Deadlocked Iraqi lawmakers put off next meeting until Sept. 15
Naming a speaker and two deputies is the first major step towards establishing a new government, with lawmakers still trying to determine which of competing blocs had the most seats.
An alliance backing Prime Minister Haider al-Abadi and a populist Shiite cleric has been competing with a rival bloc backed by Abadi’s predecessor Nuri al-Maliki and an Iran-backed Shiite armed group.
After parliament met on Monday for the first time since the election, its temporary leader said it would remain in session until Tuesday. But lawmakers failed to reach a quorum on Tuesday and agreed to return in 11 days.
On Sunday, lawmakers backing Abadi and cleric Moqtada al-Sadr announced they had managed to form an alliance that would give them a majority bloc in parliament.
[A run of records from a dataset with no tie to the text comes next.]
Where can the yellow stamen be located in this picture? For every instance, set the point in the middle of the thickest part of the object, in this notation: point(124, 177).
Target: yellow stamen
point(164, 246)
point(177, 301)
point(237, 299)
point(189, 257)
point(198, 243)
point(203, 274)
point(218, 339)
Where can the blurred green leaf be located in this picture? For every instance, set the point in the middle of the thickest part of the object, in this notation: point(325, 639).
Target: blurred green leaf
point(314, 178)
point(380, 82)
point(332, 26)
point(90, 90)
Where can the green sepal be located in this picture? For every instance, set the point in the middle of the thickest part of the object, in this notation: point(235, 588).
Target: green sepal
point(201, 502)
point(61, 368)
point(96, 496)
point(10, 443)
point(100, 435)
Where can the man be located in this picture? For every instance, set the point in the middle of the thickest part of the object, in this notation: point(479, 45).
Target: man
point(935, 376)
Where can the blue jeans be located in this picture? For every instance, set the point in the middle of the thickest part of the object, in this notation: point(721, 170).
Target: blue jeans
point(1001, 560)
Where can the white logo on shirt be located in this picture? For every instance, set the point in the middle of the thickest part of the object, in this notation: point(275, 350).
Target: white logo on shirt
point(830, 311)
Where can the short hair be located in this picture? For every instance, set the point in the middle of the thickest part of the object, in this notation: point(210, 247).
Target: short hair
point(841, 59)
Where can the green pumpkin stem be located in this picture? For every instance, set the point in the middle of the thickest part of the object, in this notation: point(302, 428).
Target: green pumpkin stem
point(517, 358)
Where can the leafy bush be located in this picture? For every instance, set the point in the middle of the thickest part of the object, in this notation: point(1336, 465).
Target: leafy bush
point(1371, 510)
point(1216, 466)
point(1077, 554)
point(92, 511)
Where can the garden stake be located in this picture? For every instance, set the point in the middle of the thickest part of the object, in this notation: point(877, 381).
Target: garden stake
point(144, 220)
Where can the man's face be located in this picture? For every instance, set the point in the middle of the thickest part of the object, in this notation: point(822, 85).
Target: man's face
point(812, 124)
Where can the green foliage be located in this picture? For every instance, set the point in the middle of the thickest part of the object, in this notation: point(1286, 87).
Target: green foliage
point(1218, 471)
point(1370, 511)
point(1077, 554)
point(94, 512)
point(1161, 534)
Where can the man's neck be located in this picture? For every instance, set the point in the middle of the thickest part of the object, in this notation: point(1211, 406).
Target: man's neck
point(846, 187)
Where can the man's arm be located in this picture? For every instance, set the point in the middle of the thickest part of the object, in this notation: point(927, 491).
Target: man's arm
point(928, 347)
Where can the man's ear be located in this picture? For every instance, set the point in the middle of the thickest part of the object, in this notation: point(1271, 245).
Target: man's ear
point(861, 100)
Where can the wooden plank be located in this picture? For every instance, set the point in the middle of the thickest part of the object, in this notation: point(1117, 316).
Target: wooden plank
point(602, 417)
Hours later, however, a group led by Maliki and militia commander Hadi al-Amiri responded by saying it had formed its own alliance that would be the largest bloc. It said it had persuaded some lawmakers to defect from the rival bloc.
The power struggle reflects division within Iraq’s Shiite majority and the competing influence of Iraq’s two main allies, the United States and Iran, which despite being enemies on the wider regional stage both backed the Baghdad government in a 2014-2017 war against ISIS.